I grabbed the popcorn that I popped with the heat from Twitter burning.
The kitchen remodel continued to go great, and it ended well. The end result wasn’t perfect, of course, but I’m pretty happy with it all the same.
I had some thoughts on OpenAI, and decided to stop using their products for my creative purposes for now. (Full disclosure, I still play with it on occasion, but I’m not posting the results anywhere public except occasionally to make fun of it.)
I continued my IndieWeb evangelism.
I finally enacted a long-overdue HRT dosing change, which has had its ups and downs but it’s getting dialed in pretty well now.
I continued to experiment with coffee.
I gave in and re-re-launched my Patreon, but I still don’t quite know what to do with it.
I continued to have chronic pain, which didn’t stop me from writing an incredibly long and probably-useless article about the IndieWeb from a technology standpoint.
2022 goal checkup
Last year I posted some goals for 2022. How’d those go?
- Get my house clean or at least organized: Well, the kitchen remodel helped a little, and my studio is in much better shape, but, generally, no
- Make more music: Yes!
- Make more comics: Well, technically, as in two more now exist that didn’t exist before, but I am pretty sure I meant “make more comics than I did in 2021,” which was definitely not the case (and that was a low bar!).
- Feel comfortable at work: Nope! Fuck being employed entirely!
- Better vocal presentation: Actually, yes. My voice coaching has gone pretty well and folks on VRChat keep on being surprised to learn that I’m trans. I can’t wrap my head around that. Hearing my own voice still fills me with dysphoria.
- Improve Publ: Eh, a little, I guess.
- Improve my health: Not really
- Socialize better: Hm, well, I’m socializing differently, but VRChat still doesn’t feel like it checks those boxes for me
2023 goals and aspirations
Here’s an unordered list of the stuff I hope to work on:
- More VRChat stuff
- Maybe work on some games again (gosh I have so many ideas that have been on the backburner for so long)
- Keep working on my own music, especially the two albums I have in progress, and maybe recording YouTube videos of it
- Look to getting paid music jobs as well
- Join a different choir which seems like a better fit for me (I have a rehearsal scheduled for January 4, hopefully it goes well)

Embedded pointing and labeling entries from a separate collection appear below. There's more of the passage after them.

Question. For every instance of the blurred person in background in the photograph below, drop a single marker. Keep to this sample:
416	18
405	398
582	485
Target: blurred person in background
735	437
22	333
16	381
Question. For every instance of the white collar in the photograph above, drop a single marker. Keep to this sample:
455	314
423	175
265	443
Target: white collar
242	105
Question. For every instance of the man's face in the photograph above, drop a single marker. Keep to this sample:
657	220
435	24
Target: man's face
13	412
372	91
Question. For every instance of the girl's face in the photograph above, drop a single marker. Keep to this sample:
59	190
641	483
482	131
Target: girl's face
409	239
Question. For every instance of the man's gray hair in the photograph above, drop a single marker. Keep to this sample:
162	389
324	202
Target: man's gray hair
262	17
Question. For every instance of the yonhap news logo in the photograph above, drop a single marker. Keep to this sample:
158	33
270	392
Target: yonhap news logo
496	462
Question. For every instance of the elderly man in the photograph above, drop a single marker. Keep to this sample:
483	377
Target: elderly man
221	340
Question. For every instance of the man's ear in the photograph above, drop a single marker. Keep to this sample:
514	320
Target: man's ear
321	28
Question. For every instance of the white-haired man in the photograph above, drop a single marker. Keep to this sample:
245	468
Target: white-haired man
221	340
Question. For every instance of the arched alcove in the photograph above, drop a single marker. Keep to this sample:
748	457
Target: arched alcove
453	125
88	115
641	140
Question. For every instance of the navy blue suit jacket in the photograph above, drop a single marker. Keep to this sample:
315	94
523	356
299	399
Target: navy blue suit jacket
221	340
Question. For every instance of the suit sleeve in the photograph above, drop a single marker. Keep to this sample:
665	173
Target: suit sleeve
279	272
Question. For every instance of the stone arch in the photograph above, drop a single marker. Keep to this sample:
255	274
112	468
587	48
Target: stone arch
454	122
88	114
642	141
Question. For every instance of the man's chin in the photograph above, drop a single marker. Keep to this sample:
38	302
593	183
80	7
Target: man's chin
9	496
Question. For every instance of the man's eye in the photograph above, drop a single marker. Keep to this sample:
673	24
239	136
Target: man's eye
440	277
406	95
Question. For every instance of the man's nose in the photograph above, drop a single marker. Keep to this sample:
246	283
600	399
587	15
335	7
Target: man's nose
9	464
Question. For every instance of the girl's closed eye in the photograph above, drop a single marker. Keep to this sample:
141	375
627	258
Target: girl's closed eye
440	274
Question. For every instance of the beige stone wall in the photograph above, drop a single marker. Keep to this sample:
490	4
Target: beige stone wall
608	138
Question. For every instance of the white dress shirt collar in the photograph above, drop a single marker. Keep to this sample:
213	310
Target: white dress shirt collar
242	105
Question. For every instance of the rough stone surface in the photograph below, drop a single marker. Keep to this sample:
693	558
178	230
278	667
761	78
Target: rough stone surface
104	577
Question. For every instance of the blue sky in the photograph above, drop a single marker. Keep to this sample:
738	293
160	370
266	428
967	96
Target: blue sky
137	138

- More cooking, and maybe recording YouTube videos of it
- More game streaming, maybe?
- More gardening
- Maybe start drawing comics again too
- Work more on IndieWeb stuff
- Finally sell or donate some of the big piles of stuff I’ve accumulated over the years, and get my house organized
And major expenses I’m expecting:
- I have a solar installation scheduled for January
- I still keep thinking I want to pursue facial feminization surgery
- As much as I like the Leaf I’m also considering upgrading to one of the many better EVs that are coming on the market in 2023 (which I am pretending I can justify by driving for Uber/Lyft or something, as a way of getting out of the house and making better use of my unstructured time), but I won’t actually seriously consider this until I have some actual regular driving to worry about
I’d also like to travel some more, and also collaborate with people. I’m so tired of isolation.